Не меняя нисколько выражения своего грубого, словно из камня резанного лица, Бисмарк перебил Власьева вопросом:

– А вы посмотрели в той комнате?

И он концом тупого подбородка указал на комнату Бровцына, куда скрылись четыре человека из всей компании.

– Не успели? – переспросил уже нетерпеливо Бисмарк. – Осмотреть!

Гольмштрем и четыре дозорных двинулись туда.

Аргамаков, ещё не успевший отдать своего пистолета, один только заметил движение Камынина, его перешёптыванье с ненавистным немцем.

– А-а… Вот он, предатель! – хрипло вырвалось из груди у потрясённого юноши. – Пёс! Змея…

Блеснуло поднятое дуло, резкий звук взведённого курка прорезал внезапно наступившую тишину. Грянул короткий выстрел.

– Ой! – инстинктивно сгибаясь и тем избавившись от пули, крикнул Камынин как-то глухо, коротко, словно настигнутый зверь.

Густав Бирон, как раз в эту минуту сделавший движение навстречу Бисмарку, схватился за плечо, задетое пулей, миновавшей Камынина.

– Что! Стрелять! – загремел он, испуганный и обозлённый. – Ах, ты, русская собака! Взять их всех… В колодки… Обыскать хорошенько… Ну! – ещё громче крикнул немец-генерал, видя, что его приказание не исполняется окружающими.

Гольмштрем и три-четыре дозорных, понукаемые начальником, сделали было движение по направлению к арестованным офицерам. Но внушённое им чинопочитание не позволяло сразу приступить к расправе, которой ждал Бирон.

– Не смейте нас трогать! – хватаясь за табуреты, за тяжёлые бутылки, сразу подняли голоса заговорщики, видя, что солдаты решатся всё-таки и приступят к исполнению отвратительного приказа, данного им генералом-немцем.

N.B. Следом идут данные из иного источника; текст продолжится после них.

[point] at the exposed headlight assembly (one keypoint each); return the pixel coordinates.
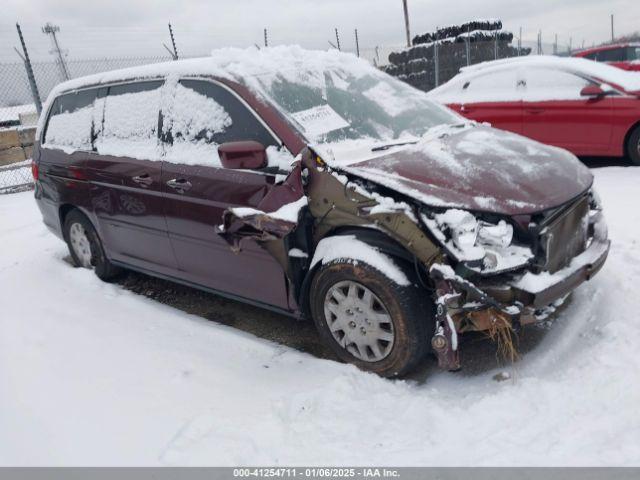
(485, 247)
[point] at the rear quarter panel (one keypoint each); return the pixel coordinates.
(61, 182)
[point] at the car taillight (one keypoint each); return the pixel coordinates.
(35, 171)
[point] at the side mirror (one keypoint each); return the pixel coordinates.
(247, 154)
(592, 91)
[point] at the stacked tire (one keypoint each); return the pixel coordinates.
(416, 65)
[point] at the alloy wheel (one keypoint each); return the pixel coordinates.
(359, 321)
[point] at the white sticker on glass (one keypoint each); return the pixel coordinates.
(319, 120)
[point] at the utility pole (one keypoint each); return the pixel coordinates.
(51, 30)
(27, 65)
(406, 22)
(520, 42)
(612, 35)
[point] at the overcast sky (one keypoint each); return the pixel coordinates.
(97, 28)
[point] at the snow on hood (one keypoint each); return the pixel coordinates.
(478, 168)
(242, 65)
(627, 80)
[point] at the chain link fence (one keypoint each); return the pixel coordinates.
(18, 112)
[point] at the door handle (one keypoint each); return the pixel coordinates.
(180, 185)
(143, 180)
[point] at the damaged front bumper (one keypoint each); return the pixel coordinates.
(508, 302)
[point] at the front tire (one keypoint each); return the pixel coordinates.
(633, 146)
(85, 246)
(369, 320)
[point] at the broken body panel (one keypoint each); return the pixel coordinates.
(341, 201)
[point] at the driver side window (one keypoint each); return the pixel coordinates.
(202, 116)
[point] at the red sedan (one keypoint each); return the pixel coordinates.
(588, 108)
(621, 55)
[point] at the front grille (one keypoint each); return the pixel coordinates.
(565, 236)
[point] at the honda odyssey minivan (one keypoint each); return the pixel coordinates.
(312, 184)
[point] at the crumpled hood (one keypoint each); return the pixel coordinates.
(476, 167)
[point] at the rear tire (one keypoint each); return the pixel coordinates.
(633, 146)
(369, 320)
(85, 246)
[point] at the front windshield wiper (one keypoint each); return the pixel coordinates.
(412, 142)
(391, 145)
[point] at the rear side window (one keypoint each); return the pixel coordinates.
(492, 87)
(543, 84)
(70, 123)
(204, 115)
(130, 124)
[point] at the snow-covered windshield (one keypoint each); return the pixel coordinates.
(337, 104)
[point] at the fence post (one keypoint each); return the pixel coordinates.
(32, 79)
(435, 60)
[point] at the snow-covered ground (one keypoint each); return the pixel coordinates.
(91, 374)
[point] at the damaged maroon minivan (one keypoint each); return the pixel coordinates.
(313, 184)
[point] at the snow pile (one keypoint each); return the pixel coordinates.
(193, 119)
(348, 247)
(94, 375)
(70, 131)
(130, 125)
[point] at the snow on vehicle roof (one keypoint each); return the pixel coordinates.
(629, 81)
(236, 64)
(230, 63)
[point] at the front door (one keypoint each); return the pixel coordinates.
(494, 98)
(197, 190)
(556, 114)
(125, 177)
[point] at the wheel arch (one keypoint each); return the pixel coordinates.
(370, 236)
(627, 136)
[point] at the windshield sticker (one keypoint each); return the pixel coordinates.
(319, 120)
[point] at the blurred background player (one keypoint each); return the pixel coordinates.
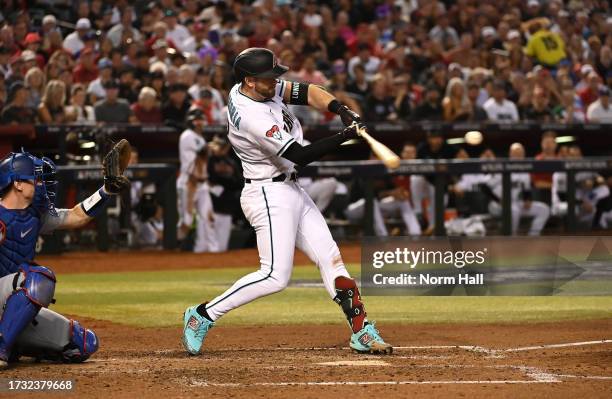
(225, 184)
(194, 203)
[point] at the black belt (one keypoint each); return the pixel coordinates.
(279, 178)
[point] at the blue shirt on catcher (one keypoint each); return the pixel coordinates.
(19, 229)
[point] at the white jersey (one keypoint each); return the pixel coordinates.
(261, 131)
(190, 143)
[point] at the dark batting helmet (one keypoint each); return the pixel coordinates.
(257, 62)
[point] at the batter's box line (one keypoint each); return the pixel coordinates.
(197, 383)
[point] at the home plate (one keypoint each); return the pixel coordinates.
(355, 363)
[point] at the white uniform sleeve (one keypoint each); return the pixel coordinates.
(48, 222)
(269, 135)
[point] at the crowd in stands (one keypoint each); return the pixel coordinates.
(155, 62)
(95, 61)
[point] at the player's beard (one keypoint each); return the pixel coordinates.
(265, 90)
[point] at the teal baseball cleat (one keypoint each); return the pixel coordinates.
(368, 340)
(195, 328)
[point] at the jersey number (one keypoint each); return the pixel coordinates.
(550, 43)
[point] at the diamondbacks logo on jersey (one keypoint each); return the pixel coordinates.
(288, 120)
(275, 133)
(2, 231)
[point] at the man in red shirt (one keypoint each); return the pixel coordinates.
(589, 93)
(86, 70)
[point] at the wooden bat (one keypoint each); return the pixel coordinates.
(382, 152)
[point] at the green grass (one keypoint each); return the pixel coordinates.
(157, 299)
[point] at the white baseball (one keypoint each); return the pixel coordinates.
(473, 137)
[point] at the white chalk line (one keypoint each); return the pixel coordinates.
(470, 348)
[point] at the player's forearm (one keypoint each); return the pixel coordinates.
(303, 155)
(319, 98)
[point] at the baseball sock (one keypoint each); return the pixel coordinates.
(348, 297)
(201, 309)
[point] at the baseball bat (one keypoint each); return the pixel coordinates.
(382, 152)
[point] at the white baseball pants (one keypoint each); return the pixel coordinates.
(284, 217)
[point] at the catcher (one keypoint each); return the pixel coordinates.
(27, 193)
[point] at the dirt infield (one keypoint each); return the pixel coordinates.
(88, 262)
(287, 361)
(561, 359)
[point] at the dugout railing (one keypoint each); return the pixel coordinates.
(442, 169)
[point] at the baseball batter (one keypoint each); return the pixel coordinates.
(267, 138)
(27, 191)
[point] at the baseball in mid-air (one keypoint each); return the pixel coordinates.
(473, 137)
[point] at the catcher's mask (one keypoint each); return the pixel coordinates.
(23, 166)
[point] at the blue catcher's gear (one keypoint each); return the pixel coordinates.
(39, 284)
(24, 166)
(18, 235)
(83, 343)
(23, 304)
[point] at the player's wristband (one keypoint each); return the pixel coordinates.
(92, 205)
(299, 93)
(345, 113)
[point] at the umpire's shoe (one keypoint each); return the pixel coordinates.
(368, 340)
(195, 328)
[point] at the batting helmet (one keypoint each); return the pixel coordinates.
(18, 166)
(257, 62)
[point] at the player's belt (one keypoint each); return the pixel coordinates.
(279, 178)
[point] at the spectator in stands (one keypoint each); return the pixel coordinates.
(5, 65)
(35, 83)
(309, 73)
(78, 111)
(546, 47)
(74, 41)
(430, 108)
(443, 33)
(124, 30)
(379, 105)
(113, 109)
(590, 89)
(548, 144)
(498, 108)
(477, 113)
(365, 58)
(86, 70)
(456, 105)
(17, 110)
(175, 109)
(539, 109)
(96, 88)
(199, 39)
(359, 85)
(176, 32)
(402, 87)
(146, 110)
(600, 111)
(51, 107)
(570, 108)
(128, 86)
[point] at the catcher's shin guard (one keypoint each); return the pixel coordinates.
(348, 297)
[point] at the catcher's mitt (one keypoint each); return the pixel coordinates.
(114, 164)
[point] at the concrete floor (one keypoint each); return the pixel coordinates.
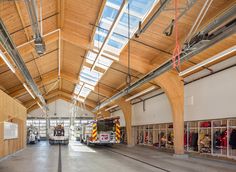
(76, 157)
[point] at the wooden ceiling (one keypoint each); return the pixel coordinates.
(74, 18)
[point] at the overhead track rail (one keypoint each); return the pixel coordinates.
(11, 49)
(33, 15)
(202, 41)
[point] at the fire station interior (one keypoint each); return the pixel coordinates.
(117, 85)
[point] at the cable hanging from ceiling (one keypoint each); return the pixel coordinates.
(177, 49)
(128, 80)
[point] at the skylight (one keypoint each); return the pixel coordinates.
(139, 9)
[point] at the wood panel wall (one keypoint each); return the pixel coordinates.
(12, 111)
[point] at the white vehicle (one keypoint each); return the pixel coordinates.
(32, 135)
(102, 131)
(58, 136)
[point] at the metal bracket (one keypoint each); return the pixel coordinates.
(189, 5)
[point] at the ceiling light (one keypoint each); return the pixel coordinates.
(4, 58)
(80, 99)
(210, 60)
(112, 107)
(26, 87)
(89, 87)
(141, 93)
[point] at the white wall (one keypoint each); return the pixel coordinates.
(213, 97)
(61, 108)
(208, 98)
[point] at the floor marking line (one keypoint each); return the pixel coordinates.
(139, 160)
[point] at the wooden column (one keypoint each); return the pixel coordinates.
(127, 111)
(173, 86)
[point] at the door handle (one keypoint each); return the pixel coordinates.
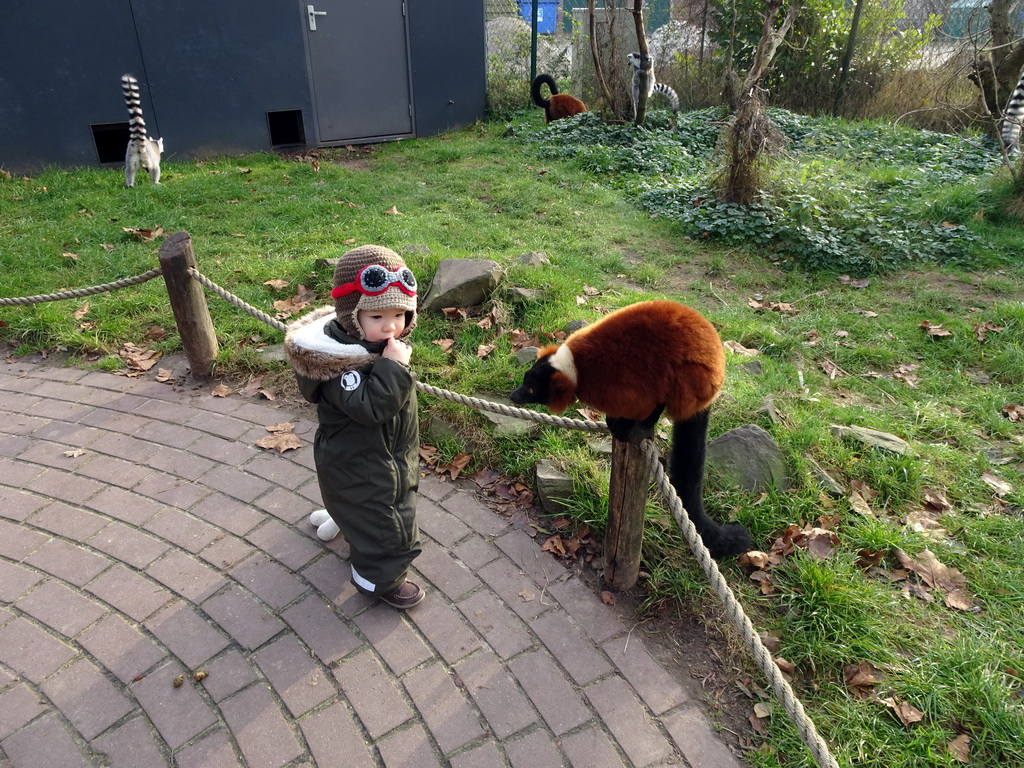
(311, 14)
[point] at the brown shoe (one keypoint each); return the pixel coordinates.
(404, 596)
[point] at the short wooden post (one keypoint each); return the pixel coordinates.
(627, 505)
(188, 304)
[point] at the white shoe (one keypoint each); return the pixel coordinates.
(327, 530)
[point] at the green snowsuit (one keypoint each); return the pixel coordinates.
(366, 448)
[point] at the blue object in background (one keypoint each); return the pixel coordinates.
(547, 14)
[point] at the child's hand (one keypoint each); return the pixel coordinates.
(397, 350)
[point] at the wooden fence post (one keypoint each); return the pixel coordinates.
(627, 505)
(188, 303)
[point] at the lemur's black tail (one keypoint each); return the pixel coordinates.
(535, 90)
(686, 468)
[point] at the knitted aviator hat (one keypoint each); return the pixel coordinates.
(357, 285)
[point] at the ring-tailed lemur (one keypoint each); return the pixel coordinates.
(1010, 129)
(142, 151)
(652, 86)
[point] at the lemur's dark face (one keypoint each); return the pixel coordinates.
(536, 385)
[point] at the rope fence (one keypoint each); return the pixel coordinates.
(762, 656)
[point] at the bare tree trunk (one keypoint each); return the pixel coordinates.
(645, 64)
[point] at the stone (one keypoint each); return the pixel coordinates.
(461, 283)
(749, 458)
(873, 438)
(553, 487)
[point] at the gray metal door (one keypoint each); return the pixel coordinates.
(358, 55)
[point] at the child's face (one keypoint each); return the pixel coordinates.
(381, 325)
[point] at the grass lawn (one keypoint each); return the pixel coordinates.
(880, 288)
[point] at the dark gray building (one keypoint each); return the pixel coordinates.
(232, 76)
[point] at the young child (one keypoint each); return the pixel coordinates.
(350, 360)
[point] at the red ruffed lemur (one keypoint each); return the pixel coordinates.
(633, 365)
(559, 105)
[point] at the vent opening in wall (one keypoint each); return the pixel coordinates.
(111, 140)
(286, 128)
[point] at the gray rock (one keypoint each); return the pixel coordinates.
(534, 258)
(873, 438)
(461, 283)
(553, 488)
(749, 458)
(505, 425)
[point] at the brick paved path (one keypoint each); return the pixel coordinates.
(171, 544)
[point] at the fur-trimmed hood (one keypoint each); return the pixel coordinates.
(320, 356)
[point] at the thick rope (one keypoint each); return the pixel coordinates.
(805, 726)
(80, 292)
(762, 655)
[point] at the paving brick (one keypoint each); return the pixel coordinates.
(392, 637)
(500, 627)
(69, 521)
(68, 561)
(535, 749)
(178, 713)
(285, 544)
(445, 629)
(214, 751)
(236, 483)
(517, 590)
(125, 505)
(558, 702)
(453, 722)
(32, 652)
(476, 552)
(120, 647)
(187, 635)
(225, 552)
(373, 694)
(623, 715)
(450, 576)
(260, 728)
(130, 745)
(296, 677)
(573, 650)
(180, 463)
(439, 524)
(496, 693)
(287, 506)
(15, 581)
(526, 553)
(124, 445)
(60, 608)
(657, 688)
(130, 593)
(182, 529)
(113, 470)
(328, 637)
(474, 513)
(86, 698)
(409, 747)
(14, 474)
(592, 749)
(596, 619)
(17, 707)
(481, 756)
(243, 616)
(128, 544)
(696, 740)
(273, 584)
(174, 492)
(44, 743)
(227, 513)
(332, 733)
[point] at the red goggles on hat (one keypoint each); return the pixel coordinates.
(375, 280)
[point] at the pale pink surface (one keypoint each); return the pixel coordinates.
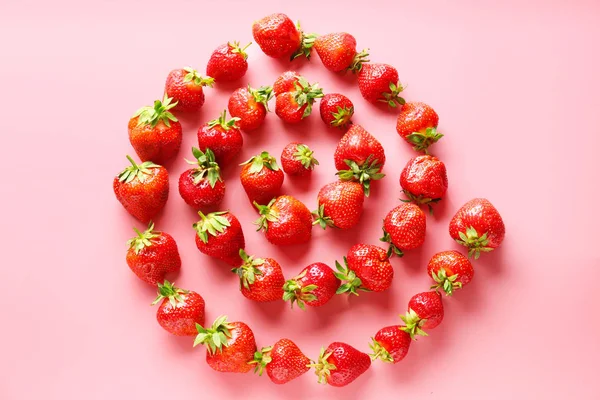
(516, 87)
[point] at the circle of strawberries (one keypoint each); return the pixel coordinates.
(142, 188)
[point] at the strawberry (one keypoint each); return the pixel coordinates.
(222, 137)
(261, 279)
(202, 186)
(261, 178)
(278, 37)
(220, 235)
(180, 310)
(152, 254)
(366, 267)
(155, 133)
(360, 157)
(340, 205)
(142, 189)
(283, 361)
(297, 159)
(314, 286)
(185, 87)
(478, 226)
(404, 228)
(417, 124)
(230, 346)
(340, 364)
(425, 311)
(250, 106)
(285, 220)
(338, 52)
(228, 62)
(336, 111)
(390, 344)
(450, 270)
(379, 83)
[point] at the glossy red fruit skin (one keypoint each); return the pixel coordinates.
(151, 263)
(182, 318)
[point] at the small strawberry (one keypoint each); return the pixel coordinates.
(261, 178)
(297, 159)
(417, 124)
(283, 361)
(425, 311)
(404, 228)
(185, 87)
(285, 220)
(222, 137)
(250, 106)
(230, 346)
(155, 133)
(202, 186)
(379, 83)
(478, 226)
(450, 270)
(152, 254)
(336, 111)
(340, 364)
(220, 235)
(142, 189)
(390, 344)
(228, 62)
(180, 309)
(314, 286)
(340, 205)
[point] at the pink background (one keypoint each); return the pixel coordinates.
(516, 87)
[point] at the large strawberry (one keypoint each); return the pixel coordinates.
(155, 133)
(142, 189)
(180, 310)
(285, 220)
(152, 254)
(261, 178)
(478, 226)
(230, 346)
(314, 286)
(202, 186)
(220, 235)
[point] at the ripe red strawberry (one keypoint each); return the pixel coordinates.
(314, 286)
(478, 226)
(155, 133)
(261, 178)
(336, 111)
(222, 137)
(180, 310)
(297, 159)
(450, 270)
(340, 205)
(359, 157)
(379, 82)
(417, 123)
(340, 364)
(142, 189)
(220, 235)
(261, 279)
(404, 228)
(284, 361)
(152, 254)
(202, 186)
(228, 62)
(185, 87)
(425, 311)
(250, 106)
(230, 346)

– Мы сдалися… Мы сами отдали оружие! – трепеща, заговорил Ханыков. – Вас мы не трогали… и не хотели… А это… это – предатель, иуда!.. Не позорьте нас, не доводите до последнего!.. Добром мы не позволим позорить себя…

В нерешительности стояли теперь и дозорные, и Гольмштрем, и Власьев, которому Бисмарк приказывал что-то.

Тогда Густав Бирон, наведя на дозорных два пистолета, шипящим голосом отчеканил:

– Я приказал вам, негодяи, связать всех бунтовщиков и обыскать! Вперёд, собаки! Не то перестреляю ослушников!

Курки щёлкнули при взводе.

Двое-трое дозорных потрусливее шатнулись вперёд, к группе арестованных. Остальные дозорные гурьбой колыхнулись за первыми и навалились на стол, опрокидывая его.